The small font has an octagonal bowl and stem, 13th – 14th century?.

There is a single bell.

There is a neither an external cutting nor a drain. Floors are suspended over heating flues in the chancel, nave and vestry. There are pre-1878 burial vaults below the chancel. External memorials lie significantly close to the north and east walls.

The church was not listed in 1998.


 There is some evidence for the pre-conquest religious use of the site:-

Celtic dedication.

St Llwchaiarn, Llanychaearn, was not a parish church during the medieval period (Rees, 1932), but a chapelry of the rectory of Llanbadarn Fawr in the medieval Deanery of Ultra-Aeron, and lay in that parish (Lewis, 1833).

The parishioners of Llanbadarn Fawr still contributed to the repair if the church in the 19th century (ibid.) but Llanychaearn had become a parish by 1833; the living, a perpetual curacy in the patronage of J. P. B. Chichester, Esq., was endowed with £600 royal bounty (ibid.).

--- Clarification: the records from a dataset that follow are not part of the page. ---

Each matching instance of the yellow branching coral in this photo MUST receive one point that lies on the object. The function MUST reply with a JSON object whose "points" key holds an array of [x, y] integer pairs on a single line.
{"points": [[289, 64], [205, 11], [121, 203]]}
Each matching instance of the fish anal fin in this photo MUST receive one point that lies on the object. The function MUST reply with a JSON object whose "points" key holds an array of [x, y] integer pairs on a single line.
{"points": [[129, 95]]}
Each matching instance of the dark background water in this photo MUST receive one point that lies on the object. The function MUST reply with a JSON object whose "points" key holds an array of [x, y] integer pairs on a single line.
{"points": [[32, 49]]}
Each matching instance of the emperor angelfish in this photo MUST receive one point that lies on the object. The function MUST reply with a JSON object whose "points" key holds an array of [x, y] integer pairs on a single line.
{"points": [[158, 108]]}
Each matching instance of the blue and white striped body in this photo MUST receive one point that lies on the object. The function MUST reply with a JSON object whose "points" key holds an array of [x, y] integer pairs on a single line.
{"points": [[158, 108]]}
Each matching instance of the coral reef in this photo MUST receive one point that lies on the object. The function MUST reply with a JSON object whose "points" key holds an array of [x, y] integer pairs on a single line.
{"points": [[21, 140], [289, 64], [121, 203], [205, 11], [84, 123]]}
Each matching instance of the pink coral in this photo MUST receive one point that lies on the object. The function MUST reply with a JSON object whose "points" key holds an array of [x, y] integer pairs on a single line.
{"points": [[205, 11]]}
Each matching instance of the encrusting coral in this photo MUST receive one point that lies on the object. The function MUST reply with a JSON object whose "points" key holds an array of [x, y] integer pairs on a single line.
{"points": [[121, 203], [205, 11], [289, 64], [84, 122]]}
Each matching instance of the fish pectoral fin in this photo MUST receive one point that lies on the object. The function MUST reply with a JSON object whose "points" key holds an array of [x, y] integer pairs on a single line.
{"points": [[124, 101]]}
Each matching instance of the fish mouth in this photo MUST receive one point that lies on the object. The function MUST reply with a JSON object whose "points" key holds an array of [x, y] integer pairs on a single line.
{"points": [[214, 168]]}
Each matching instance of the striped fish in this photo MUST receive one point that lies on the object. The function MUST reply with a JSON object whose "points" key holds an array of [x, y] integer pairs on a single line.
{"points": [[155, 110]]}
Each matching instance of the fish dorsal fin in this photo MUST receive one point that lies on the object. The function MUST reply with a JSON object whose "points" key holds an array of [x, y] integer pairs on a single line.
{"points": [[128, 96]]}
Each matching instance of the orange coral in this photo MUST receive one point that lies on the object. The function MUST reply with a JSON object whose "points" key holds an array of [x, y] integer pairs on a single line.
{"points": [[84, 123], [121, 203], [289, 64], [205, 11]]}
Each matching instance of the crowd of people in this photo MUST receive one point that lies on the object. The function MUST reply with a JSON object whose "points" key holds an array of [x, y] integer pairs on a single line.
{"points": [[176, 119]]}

In 1998 St Llwchaiarn, Llanychaearn, was a parish church. The living was a vicarage, held with Llanddeiniol Aberarth (Benefice no. 689) in the Archdeaconry of Cardigan, Rural Deanery of  Llanbadarn Fawr (St Davids, 1997-8).


 Map Evidence

Blaeu, J., 1648, Map of Cardiganshire.

NLW, Parish of Llanychaearn, Tithe Map, 1845.

Rees, W., 1932, South Wales and the Border in the XIVth century.

Church in Wales Records

Hook Mason, 1991, Quinquennial Report, Llanychaearn.

St Davids, 1997-8, Diocesan Year Book.

NLW, SD/F/450, Faculty – Rebuilding church, 1878.

NLW, SD/F/451, Faculty – Stone tablet, 1910

NLW, SD/F/452, Faculty – Stained glass window, 1912.

NLW, SD/F/453, Faculty – Memorial tablet, 1919.

NLW, SD/F/454, Faculty – Erection of pipe organ, 1922.

NLW, SD/F/455, Faculty – Stained glass window, 1925.

NLW, SD/F/456, Faculty – Brass tablet, 1925.

 Printed Accounts

Glynne, S.R, 1897, ‘Notes on the Older Churches in the Four Welsh Dioceses’, Archaeol. Cambrensis, Vol XIV, Fifth Series.

Lewis, S., 1833, A Topographical Dictionary of Wales.

Salter, M., 1994, The Old Parish Churches of South West Wales.

Various, 1994, ‘The Church in Ceredigion in the Early Middle Ages’, in Davies, J. L., and Kirby, D. P. (eds.), Cardiganshire County History Vol. I.